As for the Gulf, the Euro-Med Monitor team raised the urgent issue of migrants being detained in overcrowded camps in Saudi Arabia that lack basic infrastructure and care services, as well as the ongoing exploitation of migrant workers there. In scenarios in which migrants are forced to go back to their home countries, IOM refrains from aiding in the return process—consequently working to mediate between the government and the embassies of detained migrants.

Belbeisi explained that IOM works to report abuses against migrant workers while taking into consideration any contractual agreements that migrants have signed. Similarly, in Lebanon, migrants who request voluntary return are evaluated based on their honouring of signed work contracts and the abuses they are facing.

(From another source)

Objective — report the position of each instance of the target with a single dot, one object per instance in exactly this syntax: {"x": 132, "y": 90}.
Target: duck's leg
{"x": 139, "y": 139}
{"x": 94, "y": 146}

In terms of sea migration from Libya and Lebanon, Belbeisi pointed to a distorted European view of swarms of migrants crossing to Europe by sea, whereas the actual numbers are much smaller in comparison. “80%-85% of migration in Africa happens within the continent”, Belbeisi explained, adding that the majority of detained migrants in Libya wanted to stay and make a living inside the country.

Belbeisi noted that IOM has advocated for creating safe and legal pathways to migration in Europe and the MENA region, such as allowing for temporary seasonal migration and easing regulations and conditions for labour migration—ideas that have not gained much traction among the organisation’s European counterparts.